Tenía un compañero uruguayo en el colegio, era de apellido Gerstenblüth. Era hincha de Peñarol a morir. Le pedía a sus amigos en Montevideo que le mandaran cassettes con la locución de los partidos de los «Aurinegros», para no perderse detalle de su equipo. Igual, al lado de las cintas, curiosamente le llegaban los últimos ejemplares de El Gráfico, los cuales, cuando iba a su casa, me sentaba a leer por horas y horas, aunque no entendiera muchos de los detalles que ahí se narraban. Era 1979, y mi amigo uruguayo hablaba con devoción de un jugador que apenas era mayor de edad y ya era un ídolo para muchos de lado y lado del charco rioplatense. Me mostraba la foto de este chiquito saltando con la camiseta de la selección de Argentina mientras celebraba uno de sus goles en el mundial juvenil de Japón. En ese momento a ese chiquito lo llamaban «Pelusa» y, sin haber visto una sola de las transmisiones de sus juegos, yo ya estaba dispuesto a celebrar sus proezas. Cada vez que iba a la casa de Gerstenblüth, me enteraba de las últimas novedades de la carrera de este jugador de Argentinos Juniors, de cuando le marcó cuatro goles al Loco Gatti después que el arquero lo llamara «gordito», y de cuando, a los pocos meses, fue adquirido por Boca Juniors. En Colombia, en aquellos días, en la mañana de los sábados en la televisión pasaban un programa llamado Futbol, el mejor espectáculo del mundo, donde mostraban resúmenes de partidos de Alemania, España y, de vez en cuando, de Argentina. Creo que ahí fue la primera vez, por fin, que vi jugar al Diego, con la camiseta de los bosteros. Ahí confirmé su magia. 

En 1986, estaba en mi primer año universitario en Madrid, y en el comienzo del verano disfruté a pleno el mundial de México, encerrado en el salón de la televisión del Colegio Mayor de Nuestra Señora de Guadalupe, mi residencia. La mitad de los habitantes de ese edificio eran españoles de provincia, muchos de ellos señoritos de su pueblo, donde seguramente les aceptaban las tonterías y los desprecios que disparaban contra todo lo que les pareciera diferente, y donde seguramente les acolitaban su ignorancia y su racismo.
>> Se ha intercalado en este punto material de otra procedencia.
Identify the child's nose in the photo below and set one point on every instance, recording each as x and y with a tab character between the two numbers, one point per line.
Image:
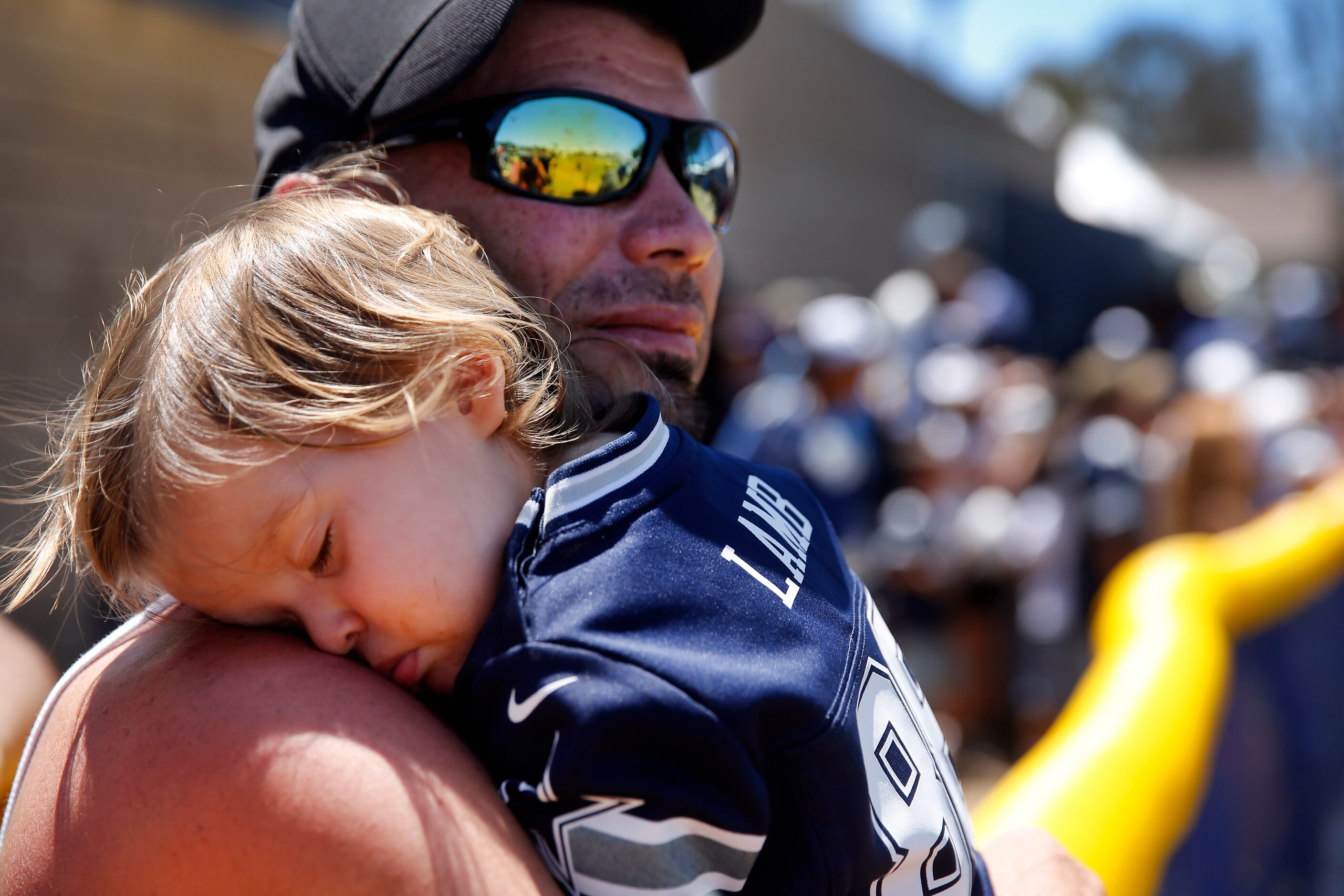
335	630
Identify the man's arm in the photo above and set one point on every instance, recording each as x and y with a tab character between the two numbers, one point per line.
1030	862
208	760
27	676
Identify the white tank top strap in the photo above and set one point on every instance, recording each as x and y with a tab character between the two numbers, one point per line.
124	633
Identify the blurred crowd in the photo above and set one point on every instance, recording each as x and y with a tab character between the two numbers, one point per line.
984	493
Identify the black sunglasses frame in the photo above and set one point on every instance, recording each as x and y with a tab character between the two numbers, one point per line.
478	121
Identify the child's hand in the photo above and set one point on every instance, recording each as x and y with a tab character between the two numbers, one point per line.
1030	862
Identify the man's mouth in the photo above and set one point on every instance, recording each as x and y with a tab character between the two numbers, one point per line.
648	331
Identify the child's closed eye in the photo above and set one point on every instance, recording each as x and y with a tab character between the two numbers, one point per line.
324	555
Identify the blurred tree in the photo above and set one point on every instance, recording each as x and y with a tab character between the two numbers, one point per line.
1168	93
1316	42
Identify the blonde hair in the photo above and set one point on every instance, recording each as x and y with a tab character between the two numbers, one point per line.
303	312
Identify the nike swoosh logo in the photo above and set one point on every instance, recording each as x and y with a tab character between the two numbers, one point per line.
521	711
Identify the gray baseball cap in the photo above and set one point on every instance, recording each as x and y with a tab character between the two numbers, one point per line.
351	65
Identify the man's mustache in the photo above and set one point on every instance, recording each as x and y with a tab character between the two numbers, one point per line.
601	292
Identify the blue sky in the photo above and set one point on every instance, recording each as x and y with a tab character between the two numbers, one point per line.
981	49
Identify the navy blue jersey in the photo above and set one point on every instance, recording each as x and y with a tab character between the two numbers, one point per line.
683	689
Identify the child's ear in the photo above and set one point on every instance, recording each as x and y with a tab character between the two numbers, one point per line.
481	383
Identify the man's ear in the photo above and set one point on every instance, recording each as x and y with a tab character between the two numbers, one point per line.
481	383
295	182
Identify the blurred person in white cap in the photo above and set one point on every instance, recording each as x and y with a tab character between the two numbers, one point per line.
816	425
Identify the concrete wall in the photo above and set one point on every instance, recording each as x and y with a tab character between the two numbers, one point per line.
120	117
841	146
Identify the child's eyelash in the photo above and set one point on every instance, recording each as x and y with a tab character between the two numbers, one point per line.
324	554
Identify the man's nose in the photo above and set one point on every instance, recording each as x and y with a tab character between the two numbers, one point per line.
666	229
334	629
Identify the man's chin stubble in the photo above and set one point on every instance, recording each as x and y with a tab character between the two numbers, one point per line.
668	378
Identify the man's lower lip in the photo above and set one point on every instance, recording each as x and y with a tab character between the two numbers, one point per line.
648	340
406	672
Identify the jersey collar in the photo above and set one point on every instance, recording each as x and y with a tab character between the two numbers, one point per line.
588	479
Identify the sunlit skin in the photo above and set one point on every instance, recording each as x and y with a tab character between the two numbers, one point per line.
390	552
643	272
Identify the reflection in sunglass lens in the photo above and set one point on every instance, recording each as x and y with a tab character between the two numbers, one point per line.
569	147
710	172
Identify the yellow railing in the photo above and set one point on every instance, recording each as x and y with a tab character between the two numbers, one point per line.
1120	777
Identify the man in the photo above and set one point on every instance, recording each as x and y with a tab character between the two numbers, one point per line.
27	676
206	760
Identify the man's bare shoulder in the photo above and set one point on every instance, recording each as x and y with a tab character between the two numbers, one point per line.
210	760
La otra mitad estaba conformada por «sudacas», en su mayoría estudiantes de posgrado, uno que otro ahora medio famosillo por haber hecho parte del gobierno de su país, de aquellos que llegaron a España con alegría y que la nostalgia los carcomió a los pocos días de su llegada. Imaginen esa mala combinación de tribus en un cuarto de 50 metros cuadrados, viendo Argentina contra Inglaterra. Ya ustedes saben, por supuesto, todo lo que pasó ese día en el estadio Azteca, pero en el Guadalupe de milagro no se dio una batalla campal en cada jugada. Los señoritos de pueblo, aquellos que antes de salir de su villa juraban que los que veníamos allende los mares éramos brutos, ladrones y violadores de sus novias, se vistieron moralmente con los trajes de la corona británica, y más de uno festejó «la epopeya» de la Thatcher en las Malvinas. Del otro lado, uno que otro argentino, si, pero la mayoría eran colombianos, peruanos, ecuatorianos, mexicanos y venezolanos, tan ofendidos con su contraparte, que adoptaron a Maradona y a los suyos como bandera común. Y si lo piensan bien, esa escena del Diego simbolizando a los ajenos, a los renegados, a los rechazados, fue una constante en cualquier parte del planeta.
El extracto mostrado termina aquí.